書いた小説の内容と全く同じ出来事が現実でも起きてしまうことに、ある作家は悩んでいた。
大型旅客機の墜落の物語を書けば、数日後には実際に墜落事故があり
大地震の話を書けば、大きな地震が起き大勢の人が亡くると言うことが続いてしまっていた。
彼の仲間たち、全ては偶然だと言ったが彼は、そうとう思い詰めていた。
ある日、彼は1つの短い話を発表した。
それは、たったの一行の作品だった。
題名は『今から起こる事』だった。

「思い悩んだ男は、自ら命を絶った」

これが彼の最後の作品になった。

浦島太郎は玉手箱を開けなかった。
玉手箱を開けると、彼女とは会えなくなるような気がしたから。
ただ、浦島太郎は気づいていた。
彼女には、もう会えない事を。
せめて思い出だけは、ずっと残したい
そして、最後に言われた「玉手箱は、絶対に開けてはならない」その約束を守るために。
この先も浦島太郎は玉手箱を開ける事はないだろう。
一番大事な女性(ひと)との約束を守るため、無いのと等しい希望を捨てないために。
浦島太郎の物語は、永遠に終ることはないだろう。
彼女の事を、ずっと忘れる事は出来ないから。
僕は、彼女のために宇宙に行く。
何度もフラれたけど、僕は諦めない。
大学生の頃から想いは変わらない。
だから、宇宙から帰ってきたら、彼女に告白をする。
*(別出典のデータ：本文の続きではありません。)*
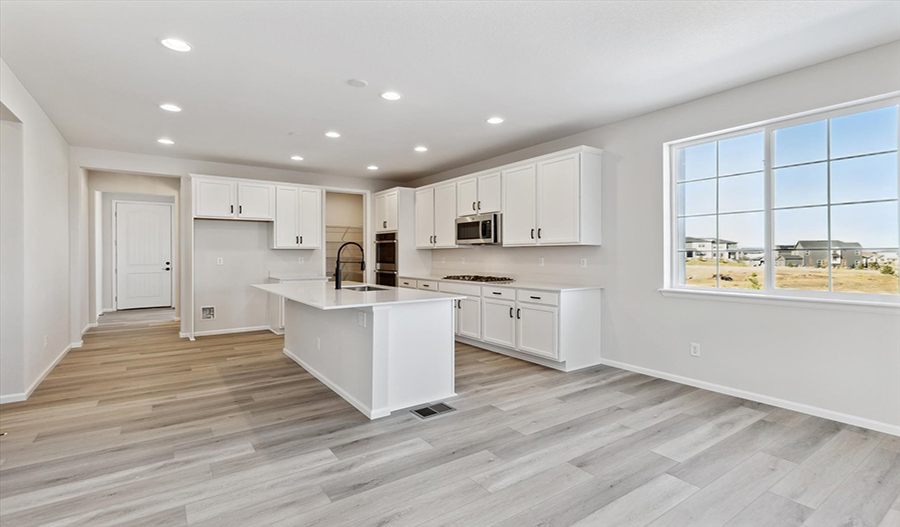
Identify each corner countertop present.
[398,273,603,292]
[251,281,466,310]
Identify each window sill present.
[659,288,900,315]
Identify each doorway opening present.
[325,190,366,282]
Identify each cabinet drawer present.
[517,289,559,306]
[439,282,481,297]
[481,287,516,300]
[417,280,438,291]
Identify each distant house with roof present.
[684,236,737,259]
[775,240,864,267]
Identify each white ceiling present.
[0,1,900,180]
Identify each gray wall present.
[415,43,900,432]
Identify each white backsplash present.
[431,246,603,285]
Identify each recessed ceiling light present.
[160,38,191,52]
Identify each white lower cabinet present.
[456,297,481,339]
[481,298,516,348]
[516,302,559,359]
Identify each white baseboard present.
[0,340,76,404]
[600,359,900,436]
[194,326,269,337]
[282,348,380,419]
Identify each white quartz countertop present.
[252,281,466,309]
[269,272,330,280]
[399,273,603,291]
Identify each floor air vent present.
[410,403,456,419]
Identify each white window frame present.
[660,91,900,314]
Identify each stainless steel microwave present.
[456,214,502,245]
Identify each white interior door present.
[115,202,173,309]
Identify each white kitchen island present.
[253,282,464,419]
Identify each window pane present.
[719,132,765,176]
[775,163,828,208]
[719,172,766,213]
[679,253,716,287]
[831,249,900,295]
[831,201,898,248]
[678,179,716,216]
[774,121,828,167]
[774,207,828,249]
[718,212,766,251]
[719,251,766,290]
[831,153,897,203]
[678,141,716,181]
[678,216,716,253]
[831,106,897,159]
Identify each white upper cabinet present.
[298,187,322,249]
[477,172,503,214]
[456,178,478,217]
[237,181,275,220]
[273,185,300,249]
[537,154,580,244]
[375,190,398,232]
[434,183,456,248]
[503,147,600,246]
[502,165,537,245]
[456,172,502,217]
[416,188,434,249]
[193,178,237,218]
[272,185,322,249]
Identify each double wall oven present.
[375,232,398,287]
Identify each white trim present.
[658,287,900,315]
[600,359,900,436]
[191,326,269,340]
[0,340,77,404]
[282,348,382,419]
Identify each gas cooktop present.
[444,274,515,284]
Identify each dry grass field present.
[685,259,900,295]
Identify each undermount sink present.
[341,285,387,293]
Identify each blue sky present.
[678,106,898,249]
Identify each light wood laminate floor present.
[0,316,900,527]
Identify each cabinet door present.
[477,172,503,214]
[194,179,236,218]
[456,179,478,217]
[299,187,322,249]
[503,165,537,245]
[238,182,275,220]
[434,183,456,247]
[382,192,397,231]
[416,188,434,249]
[481,298,516,348]
[456,297,481,340]
[537,154,580,244]
[516,303,559,359]
[274,185,300,249]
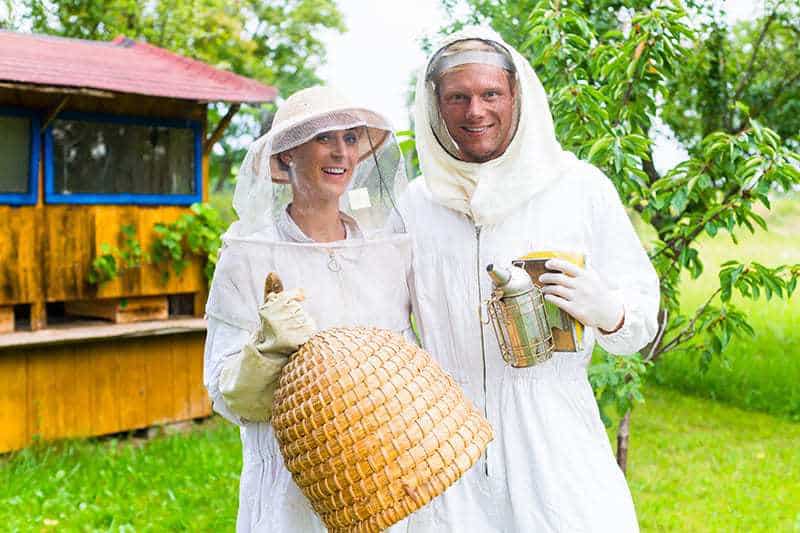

宇宙飛行士として。
彼女も、彼氏が宇宙飛行士だと嬉しいだろう。だから、今回は成功する!!絶対に。

私は、あの男から逃れるために海に潜るのかもしれない。
何度も私に告白をしてくる男から逃げるために。
大学生の時に知り合い、大学1年の時に告白をされたのが最初で、それから15年が経とうとするけど
まだ、懲りずに想いを伝えてくる。
しかも、手紙で。
もちろん、答えはいつも「NO」返事も返さない。最近は、私がお世話になっているダイビングショップに手紙が届くらしい。
いい加減、気味が悪い。
大学時代からの友達から聞いたけど、あの男が宇宙飛行士になったらしい。
だけど、私には関係のない話。
もし、あの男が私の気を引くため宇宙飛行士になったとしたら・・・
いくら何でも、それは無いか。
もしそうなら、ますます気味が悪い。
あんな男の事を考えるより、海の事。
海に潜り、キレイな海の写真を撮る。
その写真を世界史の人に見てもらう、それが私の仕事。
あの男から逃げるためじゃなく、世界中の人の喜ぶ顔を見たくて、私は海に潜るんだ。
だから、私は世界中の海に潜る。
あの男は私が、今どこにいるかも分からない。
もう、あの男の顔も見たくない。

僕は今日、彼女に告白をする。
宇宙から地球に帰って来て数週間。
ようやく、世界中の報道陣の前での会見の場。
きっと彼女はビックリするだろうな。
宇宙飛行士になり英雄になった僕に、自分の名前を呼ばれ、そして告白される。
テレビの前での涙を流し喜ぶ彼女の姿が目に浮かぶ。
いつもは手紙だったけど、今回は僕の声で直接、想いを伝えるんだ。
テレビの画面越しだけど、絶対に想いは届く。間違いなく、今回は成功する!!
さあ会見が始まる。緊張してきた。